El donante informado inicialmente por el equipo de trasplante, debe después superar una entrevista confidencial con el Jefe de Cirugía. Existe además un proceso de autorización por un comité independiente del equipo de trasplante y controlado por la administración central de la India (un organismo similar a nuestra ONT). 
 
Los donantes considerados de primera categoría son familiares de primer grado y deben ser autorizados por el comité con cinco expertos (dos de ellos externos) que revisan la documentación y entrevistan al donante y al receptor por separado. Los donantes de segunda categoría son familiares de segundo o tercer grado, familiares políticos y amigos y al comité anterior se añade un representante del Departamento de Salud de Estado. Este comité verifica que existe una clara relación emocional entre donante y receptor y que el motivo de la donación es puramente altruista, siendo el único propósito el bienestar del receptor. Los donantes deben también someterse a un informe psiquiátrico. El comité examina si existe una diferencia económica importante entre el donante y el receptor.  Todo el procedimiento es registrado en actas y recogido en video. Finalmente, se firma el consentimiento informado la víspera de la cirugía por el donante, el receptor y los familiares, teniendo en cuenta los criterios del Foro de Vancouver y siendo también este acto recogido en video.
 
En el periodo de estudio, de abril de 2012 a enero de 2015, solo un 30% de los posibles donantes fueron finalmente aceptados. Es muy destacable, que la razón más frecuente para retirar un donante fue su rechazo voluntario al trasplante, después de la obligada entrevista con el Jefe de Cirugía, realizada de forma privada para evitar la presión de la familia y conocer los motivos de la donación (declinaron un 25% de donantes familiares y un 75% de no familiares). Una entrevista sin duda ética y rigurosa a la vista de los resultados, donde estoy seguro que se les expone claramente los riesgos a los que van a ser sometidos. 
 
Es obligada una referencia a nuestro país, que sería la consideración final. En España la experiencia en trasplante de hígado de donante vivo en adultos es bastante pobre y está en disminución.
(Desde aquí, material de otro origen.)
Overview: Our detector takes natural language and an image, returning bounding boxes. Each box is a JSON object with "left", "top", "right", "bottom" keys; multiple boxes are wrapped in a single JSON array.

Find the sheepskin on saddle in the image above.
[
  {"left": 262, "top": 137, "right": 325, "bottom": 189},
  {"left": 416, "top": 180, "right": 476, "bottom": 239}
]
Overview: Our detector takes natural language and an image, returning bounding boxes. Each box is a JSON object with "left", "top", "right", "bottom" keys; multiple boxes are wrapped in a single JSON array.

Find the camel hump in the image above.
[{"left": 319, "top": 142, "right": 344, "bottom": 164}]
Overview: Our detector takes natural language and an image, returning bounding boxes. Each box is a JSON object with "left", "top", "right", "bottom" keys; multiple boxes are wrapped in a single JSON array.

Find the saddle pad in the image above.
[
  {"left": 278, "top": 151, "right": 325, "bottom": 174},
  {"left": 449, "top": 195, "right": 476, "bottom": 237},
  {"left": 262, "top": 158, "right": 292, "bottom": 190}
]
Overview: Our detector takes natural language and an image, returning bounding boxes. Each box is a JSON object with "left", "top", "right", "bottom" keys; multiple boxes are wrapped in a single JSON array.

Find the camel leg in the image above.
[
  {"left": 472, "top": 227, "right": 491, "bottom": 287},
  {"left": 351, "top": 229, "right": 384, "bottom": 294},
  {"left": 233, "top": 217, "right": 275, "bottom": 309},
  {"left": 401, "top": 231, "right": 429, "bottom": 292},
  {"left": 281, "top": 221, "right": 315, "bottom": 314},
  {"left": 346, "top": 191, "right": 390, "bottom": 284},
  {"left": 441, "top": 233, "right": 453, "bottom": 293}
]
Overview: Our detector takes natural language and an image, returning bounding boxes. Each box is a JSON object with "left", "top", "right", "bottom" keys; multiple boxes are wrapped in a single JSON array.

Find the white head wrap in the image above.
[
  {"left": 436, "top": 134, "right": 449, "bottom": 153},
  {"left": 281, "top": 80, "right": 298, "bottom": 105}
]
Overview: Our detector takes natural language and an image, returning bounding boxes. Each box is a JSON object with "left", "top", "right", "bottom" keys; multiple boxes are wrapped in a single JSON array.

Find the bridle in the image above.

Desconocemos sus resultados exactos, aparte de alguna publicación incompleta. Su mayor enemigo es la ONT y sus excelentes resultados en cuanto a donación de órganos (39.7 pmp en 2015). Además, hay que tener en cuenta que existe un margen de mejora en cuanto a la obtención de más órganos procedentes de donantes en asistolia,  si nos comparamos por ejemplo con Inglaterra, líder en Europa. En los últimos cinco años el trasplante de hígado de donante vivo en adultos ha supuesto solo un 0.5% de los trasplantes del país, sin ninguna significación en las listas de espera. Personalmente tengo mis dudas, acerca de si actualmente merece la pena mantener programas de trasplante de hígado de donante vivo en adultos en España.